Intérêt du partage des avantages fiscaux entre les parents
En pratique, les parents qui adoptent la résidence en alternance ont le choix de partager ou non entre eux la charge fiscale des enfants. Reste à savoir si cette possibilité présente un intérêt. Sans entrer dans les détails qui dépendent évidemment de la situation de chacun, on peut schématiquement distinguer deux situations, selon que la résidence en alternance s’accompagne ou non d’une pension alimentaire au titre de la contribution à l’entretien et à l’éducation des enfants.
En l’absence de pension alimentaire, le partage de la charge fiscale de l’enfant est une solution a priori équitable.
Lorsqu’une pension alimentaire est prévue du fait notamment de l’écart de revenus entre les ex-époux, le partage des avantages fiscaux est rarement une solution avantageuse, tout au moins pour celui qui verse la pension.
En effet, l’avantage fiscal tiré de la déduction d’une pension alimentaire est généralement supérieur à celui procuré par un quart (ou une moitié) de part de quotient familial dont le montant est plafonné.
Quant aux autres avantages fiscaux, à diviser également par deux, leur montant est rarement suffisamment élevé pour peser dans la balance, même si ces avantages doivent bien entendu être pris en compte.
Exemple : Soit deux époux A et B qui ont divorcé en 2007 et organisé la résidence alternée une semaine sur deux de leur enfant unique. Le taux marginal d’imposition de A est de 40%. A verse une pension alimentaire de 500 euros par mois à B pour l’entretien de l’enfant.
1. En cas de partage de la charge fiscale de l’enfant
A ne pourra pas déduire la pension alimentaire qu’il verse.
Il bénéficiera d’une majoration de 0,5 part de quotient familial supplémentaire s’il vit seul, l’avantage fiscal en résultant étant plafonné à 1.926 euros (soit 3.852 euros/2). Si A est remarié ou vit en concubinage, la majoration de son quotient familial sera de 0,25 part avec un plafonnement fixé à 1.113,5 euros (soit 2.227 euros/2).
2. En cas de désignation de B comme attributaire de la majoration du quotient familial
A ne bénéficiera d’aucune majoration de quotient familial mais pourra déduire la pension alimentaire qu’il verse (6.000 euros), ce qui lui procurera une économie d’impôt de 2.400 euros.

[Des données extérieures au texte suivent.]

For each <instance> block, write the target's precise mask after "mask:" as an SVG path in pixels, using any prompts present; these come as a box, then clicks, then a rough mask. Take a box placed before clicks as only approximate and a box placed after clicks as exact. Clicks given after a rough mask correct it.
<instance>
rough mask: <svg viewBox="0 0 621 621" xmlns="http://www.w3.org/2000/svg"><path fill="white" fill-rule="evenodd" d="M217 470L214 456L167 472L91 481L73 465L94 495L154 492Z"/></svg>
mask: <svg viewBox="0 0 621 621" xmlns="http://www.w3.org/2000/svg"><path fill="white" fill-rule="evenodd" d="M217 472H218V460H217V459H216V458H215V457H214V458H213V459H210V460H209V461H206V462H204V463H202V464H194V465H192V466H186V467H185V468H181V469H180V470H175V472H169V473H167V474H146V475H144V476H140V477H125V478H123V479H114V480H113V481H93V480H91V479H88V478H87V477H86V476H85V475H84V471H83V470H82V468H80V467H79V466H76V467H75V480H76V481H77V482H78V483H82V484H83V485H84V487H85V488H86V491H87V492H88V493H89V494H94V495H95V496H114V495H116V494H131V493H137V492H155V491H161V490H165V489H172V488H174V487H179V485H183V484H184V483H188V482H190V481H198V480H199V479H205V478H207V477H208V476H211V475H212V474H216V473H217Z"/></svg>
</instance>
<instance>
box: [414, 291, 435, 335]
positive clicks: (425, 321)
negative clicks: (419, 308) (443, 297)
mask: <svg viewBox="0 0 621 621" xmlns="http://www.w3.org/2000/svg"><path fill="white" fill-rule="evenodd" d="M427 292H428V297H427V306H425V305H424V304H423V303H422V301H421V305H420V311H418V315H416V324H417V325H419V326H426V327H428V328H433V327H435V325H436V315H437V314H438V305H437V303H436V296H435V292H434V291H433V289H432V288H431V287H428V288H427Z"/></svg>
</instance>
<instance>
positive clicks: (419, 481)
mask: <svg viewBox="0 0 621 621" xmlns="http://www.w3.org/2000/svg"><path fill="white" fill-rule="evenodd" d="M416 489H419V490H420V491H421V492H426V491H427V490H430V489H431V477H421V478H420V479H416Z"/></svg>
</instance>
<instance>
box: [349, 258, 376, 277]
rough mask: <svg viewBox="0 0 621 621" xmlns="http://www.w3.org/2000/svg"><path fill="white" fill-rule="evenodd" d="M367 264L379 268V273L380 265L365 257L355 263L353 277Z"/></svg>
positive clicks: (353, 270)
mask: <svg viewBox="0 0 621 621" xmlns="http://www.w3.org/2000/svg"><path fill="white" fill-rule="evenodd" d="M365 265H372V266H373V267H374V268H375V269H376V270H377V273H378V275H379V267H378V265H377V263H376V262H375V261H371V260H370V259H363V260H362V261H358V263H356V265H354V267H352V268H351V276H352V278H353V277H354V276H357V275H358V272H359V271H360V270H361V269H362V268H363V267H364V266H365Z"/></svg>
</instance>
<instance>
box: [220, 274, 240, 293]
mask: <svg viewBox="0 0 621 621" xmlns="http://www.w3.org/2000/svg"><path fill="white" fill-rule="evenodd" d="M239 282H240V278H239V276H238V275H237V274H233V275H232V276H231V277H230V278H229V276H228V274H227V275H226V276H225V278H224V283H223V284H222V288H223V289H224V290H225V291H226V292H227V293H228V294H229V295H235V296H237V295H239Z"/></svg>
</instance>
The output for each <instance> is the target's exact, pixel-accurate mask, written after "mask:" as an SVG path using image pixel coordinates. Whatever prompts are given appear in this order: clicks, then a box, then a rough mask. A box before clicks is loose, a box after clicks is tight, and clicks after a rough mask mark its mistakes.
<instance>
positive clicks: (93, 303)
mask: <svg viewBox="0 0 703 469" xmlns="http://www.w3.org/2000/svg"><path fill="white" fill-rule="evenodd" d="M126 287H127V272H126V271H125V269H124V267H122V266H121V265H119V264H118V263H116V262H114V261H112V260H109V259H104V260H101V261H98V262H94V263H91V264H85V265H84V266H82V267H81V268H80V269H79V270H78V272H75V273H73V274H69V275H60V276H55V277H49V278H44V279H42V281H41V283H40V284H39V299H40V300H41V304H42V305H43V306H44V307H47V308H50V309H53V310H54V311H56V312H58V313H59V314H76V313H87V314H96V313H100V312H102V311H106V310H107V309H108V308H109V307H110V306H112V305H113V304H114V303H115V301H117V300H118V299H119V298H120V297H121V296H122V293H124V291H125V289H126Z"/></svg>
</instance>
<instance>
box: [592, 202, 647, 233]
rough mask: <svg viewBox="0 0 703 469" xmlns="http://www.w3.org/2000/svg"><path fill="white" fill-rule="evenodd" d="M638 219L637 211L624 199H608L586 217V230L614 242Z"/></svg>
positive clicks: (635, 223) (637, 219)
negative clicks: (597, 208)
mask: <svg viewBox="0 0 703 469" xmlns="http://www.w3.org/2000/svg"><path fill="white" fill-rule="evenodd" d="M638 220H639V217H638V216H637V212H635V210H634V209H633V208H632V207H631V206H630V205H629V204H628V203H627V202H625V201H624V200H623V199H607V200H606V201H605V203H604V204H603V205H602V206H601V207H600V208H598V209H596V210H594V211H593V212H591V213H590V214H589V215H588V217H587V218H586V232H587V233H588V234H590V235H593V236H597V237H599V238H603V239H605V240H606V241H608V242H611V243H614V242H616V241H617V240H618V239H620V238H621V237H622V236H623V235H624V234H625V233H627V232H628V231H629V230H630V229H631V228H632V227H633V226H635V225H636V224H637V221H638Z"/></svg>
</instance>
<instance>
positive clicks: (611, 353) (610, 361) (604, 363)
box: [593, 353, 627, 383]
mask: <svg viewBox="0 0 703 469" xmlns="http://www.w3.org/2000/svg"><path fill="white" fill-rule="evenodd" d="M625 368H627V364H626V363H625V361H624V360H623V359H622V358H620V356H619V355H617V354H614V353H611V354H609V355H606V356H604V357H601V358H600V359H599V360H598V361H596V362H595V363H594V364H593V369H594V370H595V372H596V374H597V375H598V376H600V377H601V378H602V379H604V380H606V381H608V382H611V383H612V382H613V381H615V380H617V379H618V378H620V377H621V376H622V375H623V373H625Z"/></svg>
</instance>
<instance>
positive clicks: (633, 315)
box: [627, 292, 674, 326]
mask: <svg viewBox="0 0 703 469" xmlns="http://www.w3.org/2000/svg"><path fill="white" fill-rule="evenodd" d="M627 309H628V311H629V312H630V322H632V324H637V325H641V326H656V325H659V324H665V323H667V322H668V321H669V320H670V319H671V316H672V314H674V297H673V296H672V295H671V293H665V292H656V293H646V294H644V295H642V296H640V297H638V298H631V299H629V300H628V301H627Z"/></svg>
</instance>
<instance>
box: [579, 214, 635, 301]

Les époux doivent en tout état de cause faire une simulation pour déterminer la solution la plus intéressante fiscalement compte tenu de leur taux marginal d’imposition, du montant de la pension et des effets du quotient familial (sans oublier le plafonnement).
Devront incidemment être prises en compte les autres conséquences du choix en matière d’impôt sur le revenu (réductions et crédits d’impôt, notamment) ainsi qu’en matière d’impôts locaux (spécialement l’abattement sur la valeur locative de la résidence principale) et, le cas échéant et très accessoirement, d’ISF.
Si le partage de la charge fiscale des enfants est défavorable aux époux, il leur suffit de désigner (ou de demander au juge de désigner) l’époux bénéficiaire de la pension comme attributaire de la charge fiscale de l’enfant.
Si le partage est favorable à l’un et défavorable à l’autre, il est souhaitable que les époux (et/ou leurs avocats) prennent ce paramètre en compte pour la fixation du montant de la pension alimentaire.